One of the themes of those planning the future of downtown Wichita is that the suburban areas of Wichita are bad. The people living there are not cultured and sophisticated, the planners say. Suburbanites live wasteful lifestyles. Planners say they use too much energy, emit too much carbon, and gobble up too much land, all for things they’ve been duped into believing they want.
It’s an elitist diagnosis, and Wichita’s buying it. Well, we’ve already paid for it, but we can stop the harmful planning process before it’s too late.
Consider the attitudes of Goody Clancy, the Boston planning firm the city hired to lead us through the process. At a presentation in January, some speakers from Goody Clancy revealed condescending attitudes towards those who hold values different from this group of planners. One presenter said “Outside of Manhattan and Chicago, the traditional family household generally looks for a single family detached house with yard, where they think their kids might play, and they never do.”
David Dixon, the Goody Clancy principal for this project, revealed his elitist world view when he told how that in the future, Wichitans will be able to “enjoy the kind of social and cultural richness” that is only found at the core. “Have dinner someplace, pass a cool shop, go to a great national music act at the arena, and then go to a bar, and if we’re lucky, stumble home.”
These attitudes reflect those of most of the planning profession — that people can’t be relied on to choose what’s best for them. Instead they believe that only they — like the planners at Goody Clancy — are equipped to make choices for people. It’s an elitism that Wichita ought to reject.
Besides this, many of the assumptions that planners rely on are wrong, like the purported demographic shifts planners rely on.
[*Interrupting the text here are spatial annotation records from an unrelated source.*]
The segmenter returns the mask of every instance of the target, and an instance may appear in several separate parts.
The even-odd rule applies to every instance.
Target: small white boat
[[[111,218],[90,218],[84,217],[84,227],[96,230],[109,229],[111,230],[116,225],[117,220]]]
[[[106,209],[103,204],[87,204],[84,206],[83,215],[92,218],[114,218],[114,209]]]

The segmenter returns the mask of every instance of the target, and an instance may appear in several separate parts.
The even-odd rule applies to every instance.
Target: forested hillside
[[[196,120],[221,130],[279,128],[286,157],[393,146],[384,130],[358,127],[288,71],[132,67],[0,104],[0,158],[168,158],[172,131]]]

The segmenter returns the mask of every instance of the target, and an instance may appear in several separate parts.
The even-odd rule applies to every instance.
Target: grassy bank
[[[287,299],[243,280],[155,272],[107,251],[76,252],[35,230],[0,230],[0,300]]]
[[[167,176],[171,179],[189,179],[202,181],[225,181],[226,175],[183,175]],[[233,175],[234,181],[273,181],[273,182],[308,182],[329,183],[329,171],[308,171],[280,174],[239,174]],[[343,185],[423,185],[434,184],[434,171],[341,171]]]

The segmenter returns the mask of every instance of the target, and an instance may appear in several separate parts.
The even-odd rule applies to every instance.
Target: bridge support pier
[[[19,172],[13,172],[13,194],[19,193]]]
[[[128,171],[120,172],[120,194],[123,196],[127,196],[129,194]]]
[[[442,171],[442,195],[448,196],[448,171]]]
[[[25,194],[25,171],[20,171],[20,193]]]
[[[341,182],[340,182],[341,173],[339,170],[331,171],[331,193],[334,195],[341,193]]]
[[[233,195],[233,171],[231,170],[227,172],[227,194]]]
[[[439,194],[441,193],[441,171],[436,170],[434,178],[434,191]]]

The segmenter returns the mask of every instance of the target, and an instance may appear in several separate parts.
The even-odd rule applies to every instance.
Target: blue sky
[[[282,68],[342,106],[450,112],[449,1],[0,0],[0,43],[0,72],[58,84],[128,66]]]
Consider the recent article Urban Legends: Why Suburbs, Not Dense Cities, are the Future by journalist and geographer Joel Kotkin. While Kotkin’s article focuses a lot on mega-cities like Mumbai and Mexico City, there’s a lot to be learned by smaller cities like Wichita.
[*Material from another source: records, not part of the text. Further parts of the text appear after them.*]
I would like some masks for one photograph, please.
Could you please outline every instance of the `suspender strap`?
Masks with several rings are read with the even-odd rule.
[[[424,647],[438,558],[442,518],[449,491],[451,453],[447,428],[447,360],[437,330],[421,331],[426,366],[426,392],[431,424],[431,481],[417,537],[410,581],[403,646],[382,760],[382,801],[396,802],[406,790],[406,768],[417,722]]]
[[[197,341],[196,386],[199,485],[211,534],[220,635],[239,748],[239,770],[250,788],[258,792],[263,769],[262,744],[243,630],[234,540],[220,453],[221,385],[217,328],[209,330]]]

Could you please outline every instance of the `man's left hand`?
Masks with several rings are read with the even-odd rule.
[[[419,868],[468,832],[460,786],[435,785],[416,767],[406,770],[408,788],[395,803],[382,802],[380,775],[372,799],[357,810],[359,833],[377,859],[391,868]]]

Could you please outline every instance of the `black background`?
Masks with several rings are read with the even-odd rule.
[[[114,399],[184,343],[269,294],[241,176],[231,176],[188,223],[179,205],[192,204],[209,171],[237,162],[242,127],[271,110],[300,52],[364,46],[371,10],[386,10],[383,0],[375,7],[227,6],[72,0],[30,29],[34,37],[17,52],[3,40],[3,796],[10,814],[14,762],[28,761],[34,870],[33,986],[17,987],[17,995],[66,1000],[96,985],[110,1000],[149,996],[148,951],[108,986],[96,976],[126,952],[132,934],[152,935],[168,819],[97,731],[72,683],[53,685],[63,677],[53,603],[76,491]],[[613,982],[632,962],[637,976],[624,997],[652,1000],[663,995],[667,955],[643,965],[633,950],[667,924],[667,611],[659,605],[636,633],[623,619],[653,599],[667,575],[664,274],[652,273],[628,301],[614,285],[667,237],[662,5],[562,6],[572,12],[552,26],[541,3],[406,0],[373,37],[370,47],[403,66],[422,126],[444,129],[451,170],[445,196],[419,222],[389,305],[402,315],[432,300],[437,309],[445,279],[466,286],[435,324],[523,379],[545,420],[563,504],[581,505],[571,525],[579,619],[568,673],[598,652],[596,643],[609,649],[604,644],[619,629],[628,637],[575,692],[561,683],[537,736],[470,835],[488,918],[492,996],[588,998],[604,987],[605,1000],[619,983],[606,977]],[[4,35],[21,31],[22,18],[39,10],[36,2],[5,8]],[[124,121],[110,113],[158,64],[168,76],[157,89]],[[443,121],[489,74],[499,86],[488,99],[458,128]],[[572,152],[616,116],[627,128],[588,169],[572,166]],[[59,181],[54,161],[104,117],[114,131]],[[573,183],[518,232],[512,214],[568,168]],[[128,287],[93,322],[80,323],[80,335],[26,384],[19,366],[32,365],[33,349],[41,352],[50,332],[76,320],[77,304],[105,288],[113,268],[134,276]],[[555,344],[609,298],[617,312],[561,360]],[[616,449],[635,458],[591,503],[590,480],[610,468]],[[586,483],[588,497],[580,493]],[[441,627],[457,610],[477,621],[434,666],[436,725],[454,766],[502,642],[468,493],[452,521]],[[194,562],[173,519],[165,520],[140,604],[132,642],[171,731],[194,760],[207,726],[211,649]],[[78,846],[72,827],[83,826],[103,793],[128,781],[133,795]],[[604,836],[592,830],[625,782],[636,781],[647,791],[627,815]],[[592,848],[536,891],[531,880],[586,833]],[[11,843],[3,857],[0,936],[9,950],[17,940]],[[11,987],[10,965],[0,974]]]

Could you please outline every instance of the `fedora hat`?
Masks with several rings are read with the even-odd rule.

One of the issues Kotkin addresses is the effort of cities to appeal to the “creative class.” This is a hot issue in Wichita, where it is thought that we can’t attract young urbanites and their energy and upward economic mobility. Therefore, we must invest in arts, culture, and “hipness.” Kotkin responds:
The hipper the city, the mantra goes, the richer and more successful it will be — and a number of declining American industrial hubs have tried to rebrand themselves as “creative class” hot spots accordingly. But this argument, or at least many applications of it, gets things backward. Arts and culture generally do not fuel economic growth by themselves; rather, economic growth tends to create the preconditions for their development. … Sadly, cities desperate to reverse their slides have been quick to buy into the simplistic idea that by merely branding themselves “creative” they can renew their dying economies; think of Cleveland’s Rock and Roll Hall of Fame, Michigan’s bid to market Detroit as a “cool city.” … Culture, media, and other “creative” industries, important as they are for a city’s continued prosperity, simply do not spark an economy on their own. It turns out to be the comparatively boring, old-fashioned industries, such as trade in goods, manufacturing, energy, and agriculture, that drive the world’s fastest-rising cities.”
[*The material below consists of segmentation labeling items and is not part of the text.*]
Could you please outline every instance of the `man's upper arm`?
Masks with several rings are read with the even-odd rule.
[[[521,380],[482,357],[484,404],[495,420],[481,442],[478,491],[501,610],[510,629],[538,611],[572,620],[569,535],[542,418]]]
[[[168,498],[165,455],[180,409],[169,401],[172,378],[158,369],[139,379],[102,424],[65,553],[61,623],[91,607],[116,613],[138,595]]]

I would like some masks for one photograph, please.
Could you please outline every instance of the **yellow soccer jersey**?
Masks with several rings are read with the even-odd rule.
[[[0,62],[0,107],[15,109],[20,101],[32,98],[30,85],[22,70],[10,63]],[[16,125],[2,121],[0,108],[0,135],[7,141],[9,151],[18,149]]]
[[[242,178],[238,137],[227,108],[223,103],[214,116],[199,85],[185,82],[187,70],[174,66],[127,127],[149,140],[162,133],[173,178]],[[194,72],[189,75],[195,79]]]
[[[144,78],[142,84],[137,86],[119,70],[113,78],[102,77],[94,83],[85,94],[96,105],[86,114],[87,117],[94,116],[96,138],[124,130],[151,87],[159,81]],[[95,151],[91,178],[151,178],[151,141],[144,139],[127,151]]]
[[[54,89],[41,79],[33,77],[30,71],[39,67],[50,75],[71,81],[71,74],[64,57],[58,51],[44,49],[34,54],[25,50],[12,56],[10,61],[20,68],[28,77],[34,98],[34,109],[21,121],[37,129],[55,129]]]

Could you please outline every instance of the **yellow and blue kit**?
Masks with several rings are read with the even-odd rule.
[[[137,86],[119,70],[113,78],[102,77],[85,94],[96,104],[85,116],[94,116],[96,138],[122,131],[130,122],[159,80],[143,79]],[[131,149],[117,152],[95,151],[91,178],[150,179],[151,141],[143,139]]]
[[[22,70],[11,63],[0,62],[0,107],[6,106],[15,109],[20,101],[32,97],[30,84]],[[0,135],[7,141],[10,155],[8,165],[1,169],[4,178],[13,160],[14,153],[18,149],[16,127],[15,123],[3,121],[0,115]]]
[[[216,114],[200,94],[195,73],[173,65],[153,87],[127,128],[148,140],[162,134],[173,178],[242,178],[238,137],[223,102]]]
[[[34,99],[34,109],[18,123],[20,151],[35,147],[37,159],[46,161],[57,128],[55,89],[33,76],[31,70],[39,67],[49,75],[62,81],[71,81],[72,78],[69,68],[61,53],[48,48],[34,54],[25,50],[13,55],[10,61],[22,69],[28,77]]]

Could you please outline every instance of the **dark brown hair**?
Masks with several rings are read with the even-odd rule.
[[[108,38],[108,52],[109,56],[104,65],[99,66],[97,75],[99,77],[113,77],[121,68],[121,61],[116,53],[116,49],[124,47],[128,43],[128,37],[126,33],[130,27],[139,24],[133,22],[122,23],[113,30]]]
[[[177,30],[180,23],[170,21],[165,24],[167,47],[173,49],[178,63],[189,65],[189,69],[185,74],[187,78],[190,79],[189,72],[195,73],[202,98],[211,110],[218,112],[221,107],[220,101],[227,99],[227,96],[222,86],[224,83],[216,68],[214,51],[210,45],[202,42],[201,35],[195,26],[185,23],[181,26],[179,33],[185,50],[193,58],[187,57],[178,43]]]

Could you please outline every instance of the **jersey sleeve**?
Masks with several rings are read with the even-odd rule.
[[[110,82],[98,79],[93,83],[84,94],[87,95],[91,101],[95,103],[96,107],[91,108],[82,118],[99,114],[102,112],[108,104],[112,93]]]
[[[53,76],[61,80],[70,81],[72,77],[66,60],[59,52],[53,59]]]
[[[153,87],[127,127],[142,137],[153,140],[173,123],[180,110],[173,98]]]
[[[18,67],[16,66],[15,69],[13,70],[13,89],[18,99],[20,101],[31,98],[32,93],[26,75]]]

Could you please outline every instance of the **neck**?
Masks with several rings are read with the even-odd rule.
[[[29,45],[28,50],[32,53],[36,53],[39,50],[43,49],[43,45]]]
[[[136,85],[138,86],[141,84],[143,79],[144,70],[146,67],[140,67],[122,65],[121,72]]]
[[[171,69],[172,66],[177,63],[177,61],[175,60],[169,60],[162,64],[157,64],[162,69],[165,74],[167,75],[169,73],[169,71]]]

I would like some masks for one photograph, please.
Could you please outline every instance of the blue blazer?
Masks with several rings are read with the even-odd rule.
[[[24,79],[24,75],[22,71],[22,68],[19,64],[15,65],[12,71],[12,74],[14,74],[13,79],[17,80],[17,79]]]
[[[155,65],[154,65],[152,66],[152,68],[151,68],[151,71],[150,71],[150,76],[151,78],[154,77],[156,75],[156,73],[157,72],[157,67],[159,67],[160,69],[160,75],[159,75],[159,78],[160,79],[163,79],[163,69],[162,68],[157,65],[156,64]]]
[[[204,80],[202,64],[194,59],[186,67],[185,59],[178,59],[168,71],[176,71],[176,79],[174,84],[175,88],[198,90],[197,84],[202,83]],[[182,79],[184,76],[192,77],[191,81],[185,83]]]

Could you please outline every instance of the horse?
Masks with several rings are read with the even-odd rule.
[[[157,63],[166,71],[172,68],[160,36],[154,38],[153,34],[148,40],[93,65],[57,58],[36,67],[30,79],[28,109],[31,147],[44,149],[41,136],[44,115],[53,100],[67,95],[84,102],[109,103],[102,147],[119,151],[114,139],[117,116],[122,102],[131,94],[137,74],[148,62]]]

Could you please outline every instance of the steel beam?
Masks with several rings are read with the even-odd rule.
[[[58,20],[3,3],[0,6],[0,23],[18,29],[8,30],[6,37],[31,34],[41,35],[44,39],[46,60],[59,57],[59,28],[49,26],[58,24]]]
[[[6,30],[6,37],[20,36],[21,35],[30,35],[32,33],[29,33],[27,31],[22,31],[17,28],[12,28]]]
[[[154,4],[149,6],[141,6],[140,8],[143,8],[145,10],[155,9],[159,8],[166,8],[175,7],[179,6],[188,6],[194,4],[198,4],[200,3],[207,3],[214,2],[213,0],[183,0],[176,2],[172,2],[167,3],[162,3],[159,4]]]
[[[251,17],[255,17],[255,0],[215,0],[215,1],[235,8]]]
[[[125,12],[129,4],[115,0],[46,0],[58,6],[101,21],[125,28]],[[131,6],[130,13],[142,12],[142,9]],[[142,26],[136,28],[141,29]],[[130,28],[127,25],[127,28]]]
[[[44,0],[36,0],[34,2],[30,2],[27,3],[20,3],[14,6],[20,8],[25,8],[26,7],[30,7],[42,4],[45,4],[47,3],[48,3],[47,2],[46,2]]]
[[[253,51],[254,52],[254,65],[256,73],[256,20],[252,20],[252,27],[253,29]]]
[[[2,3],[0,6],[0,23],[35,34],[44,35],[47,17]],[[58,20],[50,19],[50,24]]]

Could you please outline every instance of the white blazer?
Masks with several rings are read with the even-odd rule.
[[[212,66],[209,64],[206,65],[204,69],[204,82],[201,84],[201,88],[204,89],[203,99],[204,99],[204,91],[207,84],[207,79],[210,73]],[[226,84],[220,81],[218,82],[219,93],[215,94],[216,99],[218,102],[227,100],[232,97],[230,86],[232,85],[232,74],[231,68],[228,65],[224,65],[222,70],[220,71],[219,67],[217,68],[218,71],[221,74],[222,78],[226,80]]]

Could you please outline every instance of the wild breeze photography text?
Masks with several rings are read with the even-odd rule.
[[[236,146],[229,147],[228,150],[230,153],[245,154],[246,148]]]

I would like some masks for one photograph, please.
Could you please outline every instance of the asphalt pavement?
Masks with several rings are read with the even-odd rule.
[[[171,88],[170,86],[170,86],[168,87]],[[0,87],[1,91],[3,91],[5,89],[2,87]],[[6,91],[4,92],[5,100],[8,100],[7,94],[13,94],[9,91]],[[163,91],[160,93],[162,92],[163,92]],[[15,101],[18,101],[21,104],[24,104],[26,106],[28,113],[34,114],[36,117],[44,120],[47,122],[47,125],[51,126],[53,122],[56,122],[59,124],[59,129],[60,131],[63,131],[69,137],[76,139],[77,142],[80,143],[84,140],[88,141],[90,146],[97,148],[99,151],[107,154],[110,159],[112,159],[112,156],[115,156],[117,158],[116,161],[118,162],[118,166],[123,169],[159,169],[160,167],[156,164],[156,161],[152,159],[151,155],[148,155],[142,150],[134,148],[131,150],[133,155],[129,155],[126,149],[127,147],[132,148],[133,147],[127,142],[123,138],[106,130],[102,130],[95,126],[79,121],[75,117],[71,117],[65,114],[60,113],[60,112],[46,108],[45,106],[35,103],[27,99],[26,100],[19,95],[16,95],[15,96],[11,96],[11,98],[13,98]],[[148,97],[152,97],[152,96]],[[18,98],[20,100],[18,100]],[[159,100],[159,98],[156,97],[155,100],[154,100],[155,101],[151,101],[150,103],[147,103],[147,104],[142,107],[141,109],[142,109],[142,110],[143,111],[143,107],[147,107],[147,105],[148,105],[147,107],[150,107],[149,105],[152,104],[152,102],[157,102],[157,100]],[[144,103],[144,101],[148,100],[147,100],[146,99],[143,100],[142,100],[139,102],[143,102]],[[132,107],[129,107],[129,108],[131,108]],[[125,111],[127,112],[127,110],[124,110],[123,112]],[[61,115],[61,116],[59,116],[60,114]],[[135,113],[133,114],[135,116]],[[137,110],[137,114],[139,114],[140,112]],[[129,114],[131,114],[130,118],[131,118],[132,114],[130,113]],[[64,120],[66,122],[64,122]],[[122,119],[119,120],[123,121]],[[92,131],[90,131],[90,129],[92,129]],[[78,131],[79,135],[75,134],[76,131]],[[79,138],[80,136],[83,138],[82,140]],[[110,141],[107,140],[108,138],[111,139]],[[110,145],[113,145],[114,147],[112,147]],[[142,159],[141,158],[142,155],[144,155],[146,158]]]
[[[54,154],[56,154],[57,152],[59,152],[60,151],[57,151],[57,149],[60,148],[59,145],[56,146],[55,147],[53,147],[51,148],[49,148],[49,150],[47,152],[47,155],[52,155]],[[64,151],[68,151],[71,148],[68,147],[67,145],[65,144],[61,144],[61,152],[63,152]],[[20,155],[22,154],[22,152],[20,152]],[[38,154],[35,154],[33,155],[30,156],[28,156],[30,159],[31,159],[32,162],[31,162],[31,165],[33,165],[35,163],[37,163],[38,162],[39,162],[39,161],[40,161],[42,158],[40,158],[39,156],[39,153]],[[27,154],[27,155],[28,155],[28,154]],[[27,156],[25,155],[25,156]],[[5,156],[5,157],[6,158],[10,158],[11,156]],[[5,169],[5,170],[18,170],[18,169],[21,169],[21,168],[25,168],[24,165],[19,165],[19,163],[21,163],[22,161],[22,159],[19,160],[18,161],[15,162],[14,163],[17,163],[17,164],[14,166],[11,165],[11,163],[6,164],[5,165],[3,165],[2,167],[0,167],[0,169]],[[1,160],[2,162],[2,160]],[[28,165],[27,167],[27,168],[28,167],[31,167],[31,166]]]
The things the Wichita plan is designed to foster: increased density, increased real estate values, decreased use of the automobile, and prescription by cultural elites of what may be built in which locations — these things drive away many people, Kotkin says: “Nor is the much-vaunted ‘urban core’ the only game in town. Innovators of all kinds seek to avoid the high property prices, overcrowding, and often harsh anti-business climates of the city center.”
The sprawl and the alleged unsustainable lifestyle of the suburbs that elites like the Goody Clancy planners clearly disdain — here’s what Kotkin says: “Consider the environment. We tend to associate suburbia with carbon dioxide-producing sprawl and urban areas with sustainability and green living. But though it’s true that urban residents use less gas to get to work than their suburban or rural counterparts, when it comes to overall energy use the picture gets more complicated.” He cites examples in the article.
But the planning process might not be all bad, Kotkin concedes, noting that “To their credit, talented new urbanists have had moderate success in turning smaller cities like Chattanooga and Hamburg into marginally more pleasant places to live.” Chattanooga is one place that Wichita planners and their acolytes have visited recently.